D-I-V-O-R-C-E & New York Estate Planning

{Read in 4 Minutes} As a Trusts and Estates attorney, I don’t handle matrimonial cases. However, a good amount of my clients tend to be divorced (or they are in the process of getting divorced, etc.). Because of this, it’s important to understand what effect a divorce would have on one’s estate planning documents. And is it necessary to update your Will if you get divorced?

In the past, I’ve written an article on whether or not it’s necessary for New Yorkers to update their Wills when they get married. However, let me deal with the flip side of that. Not only do people get married, sometimes people get divorced. I thought it would be helpful to explore what effect a divorce would have on one’s estate plan and whether or not one needs to update their Will when they get divorced. Let’s look at some of the moving parts.

In general, New York statutes provide that any benefits made for their now ex-spouse, in a Will executed prior to the divorce, will lapse. This would include nomination as an Executor, a Trustee of a Testamentary Trust, a beneficiary, etc. This would also include the loss of certain rights that spouses have just by virtue of being the surviving spouse.

Is it a good idea to update your Will if you get divorced? The answer here, in my opinion, is yes. As those of you who have followed my blog for a while know I do not believe that a client needs to update their Will just because a certain amount of time has passed. And frankly, there are some clients who don’t necessarily even need a Will at all (because the laws of intestacy will sometimes accomplish the same thing).

However, here, I think it’s worthwhile to update your Will once the divorce is complete. Why? What’s the difference here between this and other situations? To me, I’d really want the parties who are named in the Will, whether they are Executors, beneficiaries, etc., to be the parties whom you want to actually inherit or serve as a fiduciary. I never want a situation where I’m going to offer a Will for probate at the Surrogate’s Court, and there are parties who are listed in the Petition who are disqualified for some external reason, such as a divorce. The Surrogate’s Court is normally very quick and efficient, however, having a living beneficiary or fiduciary named in the Will that is disqualified as a matter of law gives that person the right to Notice and the opportunity to be heard in the Court. This means that the Court will likely issue a Citation asking them to show cause for why the Court should not disallow their inheritance or fiduciary role. Even though the laws are clear on this matter, they still have the opportunity to be heard and they can still appear with an attorney that is potentially costing the Estate some significant legal fees and delaying the probate process.

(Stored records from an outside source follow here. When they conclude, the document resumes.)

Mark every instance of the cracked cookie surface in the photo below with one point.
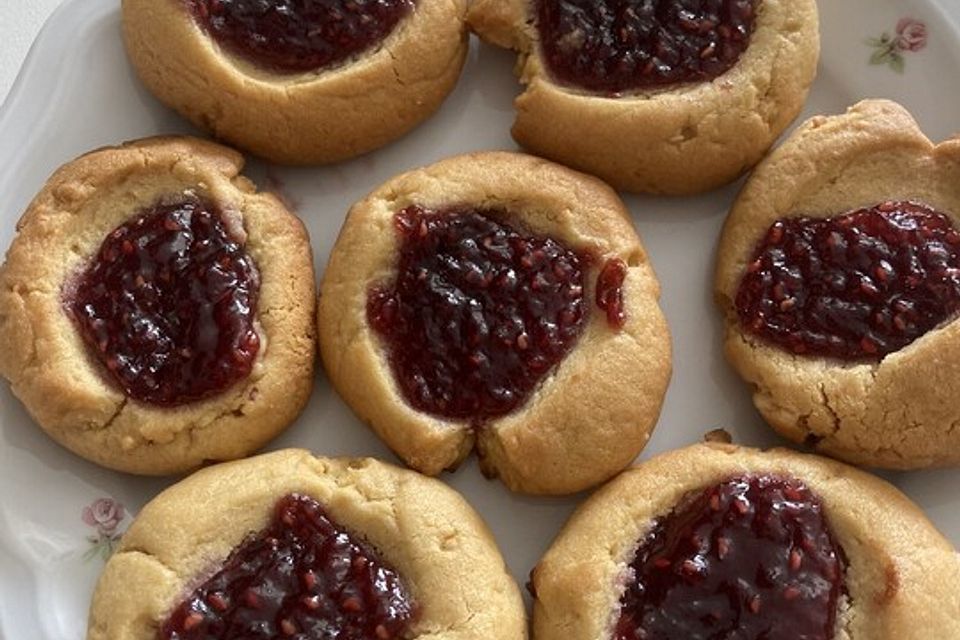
(592, 411)
(68, 391)
(898, 570)
(679, 138)
(894, 410)
(359, 102)
(422, 529)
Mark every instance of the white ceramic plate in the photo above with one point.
(76, 92)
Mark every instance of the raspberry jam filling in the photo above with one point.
(617, 46)
(167, 304)
(294, 36)
(479, 313)
(752, 558)
(855, 287)
(303, 577)
(610, 292)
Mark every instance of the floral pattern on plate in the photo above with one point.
(104, 516)
(910, 37)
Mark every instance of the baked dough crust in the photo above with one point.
(48, 364)
(308, 118)
(902, 412)
(679, 140)
(421, 527)
(901, 576)
(588, 419)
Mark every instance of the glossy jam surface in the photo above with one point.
(304, 577)
(618, 46)
(854, 287)
(168, 303)
(610, 292)
(479, 313)
(292, 36)
(752, 558)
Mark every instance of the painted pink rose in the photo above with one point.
(911, 35)
(105, 515)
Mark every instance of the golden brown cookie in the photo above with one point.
(858, 354)
(784, 545)
(500, 301)
(645, 121)
(316, 83)
(354, 547)
(156, 312)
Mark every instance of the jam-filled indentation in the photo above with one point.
(478, 314)
(293, 36)
(854, 287)
(304, 576)
(618, 46)
(168, 303)
(751, 558)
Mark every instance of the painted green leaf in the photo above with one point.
(881, 56)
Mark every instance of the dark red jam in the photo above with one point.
(304, 577)
(168, 303)
(291, 36)
(610, 292)
(854, 287)
(752, 558)
(478, 314)
(617, 46)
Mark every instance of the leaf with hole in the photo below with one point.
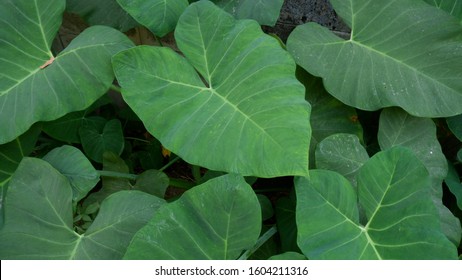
(245, 113)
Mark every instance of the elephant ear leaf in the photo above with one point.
(231, 104)
(37, 86)
(401, 53)
(394, 191)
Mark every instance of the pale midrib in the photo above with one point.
(60, 56)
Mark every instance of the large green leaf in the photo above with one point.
(285, 221)
(74, 80)
(109, 139)
(216, 220)
(11, 155)
(402, 53)
(73, 164)
(247, 115)
(266, 12)
(102, 12)
(328, 115)
(38, 222)
(342, 153)
(160, 16)
(454, 185)
(397, 128)
(394, 191)
(455, 125)
(453, 7)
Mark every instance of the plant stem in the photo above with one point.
(196, 170)
(138, 139)
(116, 88)
(169, 164)
(182, 184)
(114, 174)
(267, 235)
(158, 41)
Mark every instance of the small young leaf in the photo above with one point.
(72, 163)
(160, 16)
(96, 142)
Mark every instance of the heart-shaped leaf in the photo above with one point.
(397, 128)
(160, 16)
(216, 220)
(73, 164)
(11, 155)
(453, 7)
(96, 142)
(247, 115)
(395, 192)
(102, 12)
(265, 12)
(402, 53)
(38, 222)
(455, 125)
(36, 86)
(328, 115)
(285, 221)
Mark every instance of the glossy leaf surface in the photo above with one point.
(216, 220)
(102, 12)
(395, 192)
(38, 222)
(73, 164)
(160, 16)
(34, 85)
(266, 12)
(417, 68)
(247, 115)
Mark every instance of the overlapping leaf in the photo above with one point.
(342, 153)
(38, 223)
(74, 80)
(102, 12)
(73, 164)
(216, 220)
(401, 53)
(11, 155)
(328, 115)
(95, 141)
(160, 16)
(453, 7)
(394, 189)
(397, 128)
(266, 12)
(246, 115)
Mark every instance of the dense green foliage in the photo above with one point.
(214, 140)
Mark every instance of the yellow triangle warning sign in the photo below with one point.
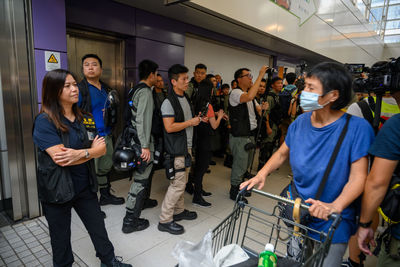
(52, 59)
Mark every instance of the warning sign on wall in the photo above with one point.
(52, 60)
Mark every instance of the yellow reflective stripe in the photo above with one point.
(395, 186)
(386, 218)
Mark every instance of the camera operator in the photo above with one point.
(159, 96)
(204, 134)
(243, 121)
(142, 106)
(199, 74)
(386, 150)
(273, 120)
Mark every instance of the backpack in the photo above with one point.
(390, 206)
(129, 104)
(285, 97)
(275, 115)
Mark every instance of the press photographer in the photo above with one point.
(381, 188)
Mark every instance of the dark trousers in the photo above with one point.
(58, 217)
(203, 158)
(266, 151)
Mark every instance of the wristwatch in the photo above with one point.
(365, 225)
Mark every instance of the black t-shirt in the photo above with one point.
(45, 135)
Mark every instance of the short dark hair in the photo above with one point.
(275, 79)
(290, 78)
(52, 87)
(209, 76)
(239, 72)
(334, 76)
(175, 70)
(146, 67)
(225, 85)
(200, 66)
(93, 56)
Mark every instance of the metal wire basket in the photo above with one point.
(252, 227)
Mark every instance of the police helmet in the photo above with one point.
(124, 159)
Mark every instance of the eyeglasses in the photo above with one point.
(248, 75)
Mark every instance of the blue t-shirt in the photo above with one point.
(310, 151)
(387, 146)
(45, 135)
(98, 99)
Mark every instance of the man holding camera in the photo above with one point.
(178, 121)
(243, 121)
(386, 150)
(141, 107)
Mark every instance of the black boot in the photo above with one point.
(133, 224)
(171, 227)
(228, 161)
(189, 188)
(115, 262)
(107, 198)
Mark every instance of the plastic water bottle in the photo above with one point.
(268, 257)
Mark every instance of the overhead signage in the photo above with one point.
(303, 9)
(52, 60)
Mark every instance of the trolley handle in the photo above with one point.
(335, 217)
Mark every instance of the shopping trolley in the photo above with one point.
(251, 228)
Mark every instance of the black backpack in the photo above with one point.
(276, 113)
(285, 97)
(390, 206)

Please note that the rules concerning divorce only apply to couples who were married and subsequently divorced. There is no such default or presumption in the law for couples who separate without going through (or even starting) the divorce proceeding, just as there is no such protection for couples who have made a decision never to get married and then break up. It’s also a really excellent idea to update your beneficiary designation forms.

Taking the time to do this will make everything go much more smoothly at the end of the day. And believe me, your Executors and beneficiaries will thank you.